Somehow, I feel there is a “but” coming …
“The bad news is PageGroup isn’t sounding quite as upbeat about the remainder of the year as the emergence of new Covid variants sees restrictions remain in place in several of its markets.
“It is also possible to note a degree of uncertainty about whether recent growth is a short-term effect driven by pent up demand or something more sustainable,” Mould said.
8.20am: Lacklustre start
As expected, the FTSE 100 opened the first trading session of the new week in negative territory, taking its cue from Asia’s main markets.
The dip into the red was marginal and sustained by thin trading volumes.
The miners were on offer early on after some fairly anaemic Chinese trade data over the weekend.
The decline in gold to levels last seen in May appeared to have little impact on the sector, while crude oil’s fall had a marginal effect on BP (LON:BP).
On the face of it results from the funds supermarket group Hargreaves Lansdown (LON:HL.) appeared robust. The market, however, was unimpressed with the shares marked down 7.1% in the opening exchanges.
6.50 am: Subdued start predicted
The FTSE 100 looks set to make a subdued start to proceedings, taking a cue from Asia’s main markets (well, those of them open).
With Japan and Singapore closed, trading volumes were a little thin in the region as traders took stock of Friday’s better than expected jobs print and some lacklustre Chinese trade data out over the weekend.

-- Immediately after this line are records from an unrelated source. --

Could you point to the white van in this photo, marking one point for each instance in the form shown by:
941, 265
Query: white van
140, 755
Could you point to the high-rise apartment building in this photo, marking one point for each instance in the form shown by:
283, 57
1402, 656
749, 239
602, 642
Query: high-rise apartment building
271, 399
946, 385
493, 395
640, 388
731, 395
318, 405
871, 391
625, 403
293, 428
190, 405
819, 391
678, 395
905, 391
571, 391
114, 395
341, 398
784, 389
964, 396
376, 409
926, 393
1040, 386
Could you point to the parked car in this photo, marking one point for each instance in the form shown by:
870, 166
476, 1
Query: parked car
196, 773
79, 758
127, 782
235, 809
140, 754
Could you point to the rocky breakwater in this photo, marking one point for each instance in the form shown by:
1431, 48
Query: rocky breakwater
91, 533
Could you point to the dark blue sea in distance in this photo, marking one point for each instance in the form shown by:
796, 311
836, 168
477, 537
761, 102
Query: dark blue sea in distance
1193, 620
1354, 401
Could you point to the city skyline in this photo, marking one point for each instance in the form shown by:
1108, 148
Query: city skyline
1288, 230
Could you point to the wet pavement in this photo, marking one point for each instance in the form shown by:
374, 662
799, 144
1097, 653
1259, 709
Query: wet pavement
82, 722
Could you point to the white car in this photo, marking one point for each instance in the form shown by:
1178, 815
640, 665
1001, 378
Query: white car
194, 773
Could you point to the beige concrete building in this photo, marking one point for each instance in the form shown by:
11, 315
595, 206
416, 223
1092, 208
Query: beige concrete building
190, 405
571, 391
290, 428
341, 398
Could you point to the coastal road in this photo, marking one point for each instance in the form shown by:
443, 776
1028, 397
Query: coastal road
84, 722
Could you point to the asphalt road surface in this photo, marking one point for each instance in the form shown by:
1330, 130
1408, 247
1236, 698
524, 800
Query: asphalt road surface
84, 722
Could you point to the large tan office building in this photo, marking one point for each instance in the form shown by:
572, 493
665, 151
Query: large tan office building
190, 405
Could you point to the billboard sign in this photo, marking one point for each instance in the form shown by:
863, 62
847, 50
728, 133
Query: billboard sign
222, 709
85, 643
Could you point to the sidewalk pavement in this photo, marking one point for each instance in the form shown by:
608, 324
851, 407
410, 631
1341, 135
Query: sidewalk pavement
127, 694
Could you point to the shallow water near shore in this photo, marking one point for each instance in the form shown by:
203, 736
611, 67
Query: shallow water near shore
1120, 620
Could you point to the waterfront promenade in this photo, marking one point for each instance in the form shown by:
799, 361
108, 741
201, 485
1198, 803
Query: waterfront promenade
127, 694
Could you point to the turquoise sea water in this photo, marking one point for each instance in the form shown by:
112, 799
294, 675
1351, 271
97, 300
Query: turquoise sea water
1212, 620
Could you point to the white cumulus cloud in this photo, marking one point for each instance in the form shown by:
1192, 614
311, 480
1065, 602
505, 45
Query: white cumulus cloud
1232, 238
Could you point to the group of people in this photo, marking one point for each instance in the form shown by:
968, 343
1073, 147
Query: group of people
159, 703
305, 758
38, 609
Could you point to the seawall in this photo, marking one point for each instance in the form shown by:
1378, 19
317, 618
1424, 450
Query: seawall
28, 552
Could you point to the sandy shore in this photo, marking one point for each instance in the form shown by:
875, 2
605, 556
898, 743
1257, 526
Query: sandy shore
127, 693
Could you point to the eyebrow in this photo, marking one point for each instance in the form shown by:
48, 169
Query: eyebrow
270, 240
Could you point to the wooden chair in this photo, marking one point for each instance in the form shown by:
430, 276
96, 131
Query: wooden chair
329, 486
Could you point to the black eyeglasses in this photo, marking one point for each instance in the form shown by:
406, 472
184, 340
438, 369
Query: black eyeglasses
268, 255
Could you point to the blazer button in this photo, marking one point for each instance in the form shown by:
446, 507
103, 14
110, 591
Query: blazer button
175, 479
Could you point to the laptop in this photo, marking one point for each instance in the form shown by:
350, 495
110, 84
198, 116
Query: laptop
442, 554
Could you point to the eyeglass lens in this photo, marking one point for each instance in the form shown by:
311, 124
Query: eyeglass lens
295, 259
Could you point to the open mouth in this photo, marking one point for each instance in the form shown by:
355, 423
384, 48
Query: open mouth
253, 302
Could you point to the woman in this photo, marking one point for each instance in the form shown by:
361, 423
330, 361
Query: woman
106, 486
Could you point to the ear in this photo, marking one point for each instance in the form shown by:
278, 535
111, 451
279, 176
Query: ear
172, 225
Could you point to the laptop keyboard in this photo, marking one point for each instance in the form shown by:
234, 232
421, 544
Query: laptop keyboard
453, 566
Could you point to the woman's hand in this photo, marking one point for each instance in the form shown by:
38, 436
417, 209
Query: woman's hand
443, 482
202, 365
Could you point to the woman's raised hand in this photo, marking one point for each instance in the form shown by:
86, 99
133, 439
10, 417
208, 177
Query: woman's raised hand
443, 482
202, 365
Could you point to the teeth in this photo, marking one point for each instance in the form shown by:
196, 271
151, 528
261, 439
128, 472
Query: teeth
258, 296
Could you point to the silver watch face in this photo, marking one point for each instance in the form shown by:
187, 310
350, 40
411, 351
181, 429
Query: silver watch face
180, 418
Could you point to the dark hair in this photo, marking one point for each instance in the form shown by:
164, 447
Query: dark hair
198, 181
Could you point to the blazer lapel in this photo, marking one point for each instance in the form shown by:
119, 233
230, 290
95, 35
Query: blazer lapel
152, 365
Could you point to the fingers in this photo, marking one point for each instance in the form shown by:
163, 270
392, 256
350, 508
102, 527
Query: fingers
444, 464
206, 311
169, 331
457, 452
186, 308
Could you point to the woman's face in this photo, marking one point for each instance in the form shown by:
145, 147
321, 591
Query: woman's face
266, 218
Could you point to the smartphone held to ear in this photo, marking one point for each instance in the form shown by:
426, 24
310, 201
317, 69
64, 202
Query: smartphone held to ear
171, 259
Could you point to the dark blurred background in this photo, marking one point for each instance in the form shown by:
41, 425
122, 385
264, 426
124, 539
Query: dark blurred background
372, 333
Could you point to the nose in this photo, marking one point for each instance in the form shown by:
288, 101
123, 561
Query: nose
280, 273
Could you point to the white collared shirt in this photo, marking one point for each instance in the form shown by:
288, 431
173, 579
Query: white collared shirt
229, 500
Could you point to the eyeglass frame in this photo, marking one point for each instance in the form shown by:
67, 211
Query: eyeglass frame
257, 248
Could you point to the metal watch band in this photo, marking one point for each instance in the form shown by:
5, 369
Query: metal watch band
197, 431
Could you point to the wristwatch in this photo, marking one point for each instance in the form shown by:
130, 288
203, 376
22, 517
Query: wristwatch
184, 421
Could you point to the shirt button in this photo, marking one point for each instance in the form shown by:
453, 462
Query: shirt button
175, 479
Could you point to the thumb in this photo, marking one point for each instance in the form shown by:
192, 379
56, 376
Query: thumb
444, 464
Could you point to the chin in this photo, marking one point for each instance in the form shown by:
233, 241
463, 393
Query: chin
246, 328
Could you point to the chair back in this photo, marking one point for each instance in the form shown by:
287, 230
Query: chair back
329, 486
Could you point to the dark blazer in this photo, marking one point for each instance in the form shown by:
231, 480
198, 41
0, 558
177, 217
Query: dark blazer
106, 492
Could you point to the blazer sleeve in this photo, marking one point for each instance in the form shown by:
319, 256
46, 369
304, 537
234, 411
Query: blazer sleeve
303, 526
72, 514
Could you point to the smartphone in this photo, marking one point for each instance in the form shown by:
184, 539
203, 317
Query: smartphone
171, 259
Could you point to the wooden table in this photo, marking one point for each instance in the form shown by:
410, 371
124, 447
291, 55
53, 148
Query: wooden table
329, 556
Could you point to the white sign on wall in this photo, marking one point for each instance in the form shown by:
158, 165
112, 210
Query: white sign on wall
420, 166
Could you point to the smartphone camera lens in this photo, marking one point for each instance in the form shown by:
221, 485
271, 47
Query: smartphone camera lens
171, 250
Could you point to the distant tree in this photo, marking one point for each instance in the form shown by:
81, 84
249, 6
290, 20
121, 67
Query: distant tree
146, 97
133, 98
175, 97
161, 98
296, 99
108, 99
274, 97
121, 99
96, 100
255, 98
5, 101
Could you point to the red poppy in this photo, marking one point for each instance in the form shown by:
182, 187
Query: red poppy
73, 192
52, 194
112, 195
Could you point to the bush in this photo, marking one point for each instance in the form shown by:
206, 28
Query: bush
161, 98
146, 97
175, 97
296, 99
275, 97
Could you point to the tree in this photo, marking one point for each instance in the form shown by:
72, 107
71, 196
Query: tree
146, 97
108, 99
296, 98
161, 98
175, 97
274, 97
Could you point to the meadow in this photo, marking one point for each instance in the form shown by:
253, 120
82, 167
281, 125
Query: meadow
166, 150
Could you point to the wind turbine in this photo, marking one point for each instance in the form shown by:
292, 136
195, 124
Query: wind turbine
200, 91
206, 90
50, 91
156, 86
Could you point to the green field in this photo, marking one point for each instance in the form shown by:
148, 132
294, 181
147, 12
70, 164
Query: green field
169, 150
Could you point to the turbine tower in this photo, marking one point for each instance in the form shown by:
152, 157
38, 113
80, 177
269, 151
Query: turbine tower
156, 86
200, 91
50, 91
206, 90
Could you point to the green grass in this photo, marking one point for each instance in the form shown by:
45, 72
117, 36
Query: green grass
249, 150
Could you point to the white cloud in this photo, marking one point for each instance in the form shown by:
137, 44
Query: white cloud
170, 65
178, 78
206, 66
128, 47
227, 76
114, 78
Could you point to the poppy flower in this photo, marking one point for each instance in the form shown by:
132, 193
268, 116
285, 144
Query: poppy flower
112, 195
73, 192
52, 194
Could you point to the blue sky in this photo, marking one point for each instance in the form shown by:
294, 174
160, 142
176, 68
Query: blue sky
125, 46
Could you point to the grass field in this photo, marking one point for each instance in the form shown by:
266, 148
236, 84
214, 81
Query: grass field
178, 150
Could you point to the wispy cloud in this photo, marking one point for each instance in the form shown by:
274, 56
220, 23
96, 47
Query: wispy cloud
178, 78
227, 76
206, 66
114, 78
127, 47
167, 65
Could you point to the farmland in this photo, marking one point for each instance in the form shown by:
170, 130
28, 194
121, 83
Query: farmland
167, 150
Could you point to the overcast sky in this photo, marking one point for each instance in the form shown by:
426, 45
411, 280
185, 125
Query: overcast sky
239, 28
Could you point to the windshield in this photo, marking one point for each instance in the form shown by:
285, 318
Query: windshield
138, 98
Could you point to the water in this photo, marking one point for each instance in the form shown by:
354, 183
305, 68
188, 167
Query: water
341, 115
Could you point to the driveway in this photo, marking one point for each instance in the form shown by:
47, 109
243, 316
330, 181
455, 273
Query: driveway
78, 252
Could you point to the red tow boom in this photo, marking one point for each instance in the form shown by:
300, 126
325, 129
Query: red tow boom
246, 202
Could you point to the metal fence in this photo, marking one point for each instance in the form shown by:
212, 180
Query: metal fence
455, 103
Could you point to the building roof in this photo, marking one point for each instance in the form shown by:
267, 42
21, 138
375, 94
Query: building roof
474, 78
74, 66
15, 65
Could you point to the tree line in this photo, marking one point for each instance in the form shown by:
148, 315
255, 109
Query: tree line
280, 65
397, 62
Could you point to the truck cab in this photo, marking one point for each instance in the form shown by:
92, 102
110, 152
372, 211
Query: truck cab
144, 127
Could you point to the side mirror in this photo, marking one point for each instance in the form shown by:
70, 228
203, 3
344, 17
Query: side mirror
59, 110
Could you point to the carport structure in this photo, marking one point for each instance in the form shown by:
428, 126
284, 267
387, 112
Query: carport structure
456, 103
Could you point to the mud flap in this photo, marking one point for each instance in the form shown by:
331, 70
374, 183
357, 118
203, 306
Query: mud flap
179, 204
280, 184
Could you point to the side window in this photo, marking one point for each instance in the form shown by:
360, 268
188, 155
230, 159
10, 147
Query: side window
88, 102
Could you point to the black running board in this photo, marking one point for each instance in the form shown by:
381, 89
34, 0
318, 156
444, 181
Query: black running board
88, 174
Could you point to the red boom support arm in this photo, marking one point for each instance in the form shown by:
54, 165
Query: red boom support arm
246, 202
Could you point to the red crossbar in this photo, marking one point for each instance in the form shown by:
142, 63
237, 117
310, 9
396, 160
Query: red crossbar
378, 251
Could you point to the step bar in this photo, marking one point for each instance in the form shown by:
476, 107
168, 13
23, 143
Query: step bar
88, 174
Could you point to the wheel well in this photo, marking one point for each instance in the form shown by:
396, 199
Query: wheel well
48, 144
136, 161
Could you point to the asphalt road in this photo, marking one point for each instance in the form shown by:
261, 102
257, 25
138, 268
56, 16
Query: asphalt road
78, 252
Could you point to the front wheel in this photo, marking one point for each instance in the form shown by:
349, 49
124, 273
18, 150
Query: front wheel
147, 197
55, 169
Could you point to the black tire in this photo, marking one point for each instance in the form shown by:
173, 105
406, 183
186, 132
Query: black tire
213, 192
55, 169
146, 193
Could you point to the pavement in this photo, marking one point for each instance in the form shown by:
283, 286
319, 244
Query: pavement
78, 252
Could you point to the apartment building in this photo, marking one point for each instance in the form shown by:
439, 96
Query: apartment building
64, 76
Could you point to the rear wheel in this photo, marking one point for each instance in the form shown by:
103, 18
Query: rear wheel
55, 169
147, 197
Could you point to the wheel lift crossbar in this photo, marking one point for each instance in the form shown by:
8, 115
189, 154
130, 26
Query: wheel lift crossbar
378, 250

Eye-catching was the tumble in the price of gold to five-month lows.
More difficult to fathom was the reason with the most widely cited cause the breach of a technical support level for the precious metal.
“With liquidity at zero to non-existent this morning, it is clear that when gold moved through $1,750 an ounce, it set off a cascading negative feedback loop of stop-loss selling into a market with no bids,” said Jeffrey Halley, analyst at OANDA.
The decline in crude oil prices was easier to fathom – fears that that spread of the Covid delta variant may put the kibosh on travel appears to have been the trigger for the 1.9% drop.
Looking ahead, the corporate calendar for the week looks like a busy one with updates from Deliveroo (LON:ROO), a flurry of insurers, bookmakers, travel firm TUI (LON:TUI) and InterContinental Hotels (LON:IHG) scheduled for the week ahead.
Around the markets
- Pound US$1.3869 (-0.02%)
- Bitcoin US$43,637.38 (-1.66%)
- Gold US$1,740.50 (-1.22%)
- Brent crude US$69.39 (-1.85%)
6.50am: Early Markets – Asia / Australia
Stocks in the Asia-Pacific region were mostly higher on Monday as Australia reported 280 new COVID-19 cases on Sunday, with most of them in the populous state of New South Wales.
About 15 million people, or 60% of Australia’s population, are under a strict lockdown.
The Shanghai Composite in China gained 1.07% and Hong Kong’s Hang Seng index rose 0.63%
In Japan, the Nikkei 225 lifted 0.33% while South Korea’s Kospi dipped 0.15%.
Shares in Australia rose, with the S&P/ASX 200 trading 0.07% higher.